Every Woman walks on a path of self-discovery whether it’s through particular relationships (partner, other women, children, parents, siblings), her own space, her career, her education, her art or the hardest work of all, the work She does within Herself. Just because I am a woman, I have no right to dictate a particular path. I never thought I had such a right. I have no right to define Her success just as I dislike it when others try to define my success. Her success, Her happiness, is Her own, and no one else’s, especially not mine. In re-defining my own success, I have learned a hard lesson in re-defining friendship.

In friendships with other women, we are sometimes asked not to share particular thoughts, to keep conversations private. Without asking, we might even expect that those intimate chats are kept private. The reality is the act of sharing somehow validates our own anxieties. Yet the caveat -- we should not be talking about other people because it’s not right. We pray to our higher selves that we might stop sharing our fears as they tinker with our psyches in our own lives, in our friends’ lives because sharing such fears only breeds negative energy.

The real success is transforming that negative energy into an act of celebrating Women for Who they are, Who they BE, not for the situations we fear might cause ourselves disappointment.


Re-defining success

It used to be about having it all -- a career and a family. It's 2005, and we, women, are empowering ourselves to re-define success. It doesn't have to be about creating a perfect balance between a career and a family and doing it all. Faced with the difficult of having to make a choice, we have had to choose either a career OR a family. But it's not even about that anymore. It's about being happy, being content, being spiritually okay with who we are. And by okay, I mean that we don't have to put up a front that everything's fine. We have a job, we have a nice apartment, we eat out every so often. What could be wrong?

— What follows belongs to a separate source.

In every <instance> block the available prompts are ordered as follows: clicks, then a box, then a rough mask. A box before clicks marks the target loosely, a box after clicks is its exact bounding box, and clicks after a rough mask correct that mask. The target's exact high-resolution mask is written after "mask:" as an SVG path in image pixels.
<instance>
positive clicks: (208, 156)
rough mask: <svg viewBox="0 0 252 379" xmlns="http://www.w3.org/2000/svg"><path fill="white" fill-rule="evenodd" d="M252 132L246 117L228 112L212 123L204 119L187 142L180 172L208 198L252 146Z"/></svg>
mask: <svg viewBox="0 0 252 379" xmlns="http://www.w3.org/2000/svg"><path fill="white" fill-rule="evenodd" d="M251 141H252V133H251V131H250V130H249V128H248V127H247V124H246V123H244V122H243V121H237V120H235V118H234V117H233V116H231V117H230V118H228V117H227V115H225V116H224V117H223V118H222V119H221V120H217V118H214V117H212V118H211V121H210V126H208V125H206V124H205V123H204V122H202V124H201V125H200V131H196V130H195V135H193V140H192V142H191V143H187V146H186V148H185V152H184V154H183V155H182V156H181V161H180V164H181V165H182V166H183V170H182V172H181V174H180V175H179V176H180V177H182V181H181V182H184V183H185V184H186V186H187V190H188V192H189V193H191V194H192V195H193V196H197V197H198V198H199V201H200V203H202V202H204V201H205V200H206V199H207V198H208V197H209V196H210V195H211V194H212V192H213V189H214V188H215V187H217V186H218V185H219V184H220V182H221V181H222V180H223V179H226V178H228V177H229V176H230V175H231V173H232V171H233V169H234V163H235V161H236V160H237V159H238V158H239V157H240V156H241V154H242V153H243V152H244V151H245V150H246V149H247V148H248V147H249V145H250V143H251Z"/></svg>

But all feels awful when I'm not happy at my job and not doing what I really want to be doing. That's when I need to check myself and re-define, re-claim my success. I am a very self-aware woman who appreciates her alone-time, her time with her friends, and her time with her husband. I enjoy writing and know that I need to devote more time to it. I also enjoy working with youth and buildling communities with them. That in itself is my success. I don't need a lofty title or a huge salary. I know that I make a pretty tasty salad, & I know that I watch out for my loved ones. That is success. I have worked hard to work through my issues around my family and my brother's autism, and that's why I can be happy with my new marriage right now. That is success. I know that I take the time to listen and be with my friends, to support them in honest, strong, and bold ways. That is success. I know that I'm working to make a career transition and focus solely on empowering girls and women. This is my success . . . right now.

Can it be all that? Because I am all that.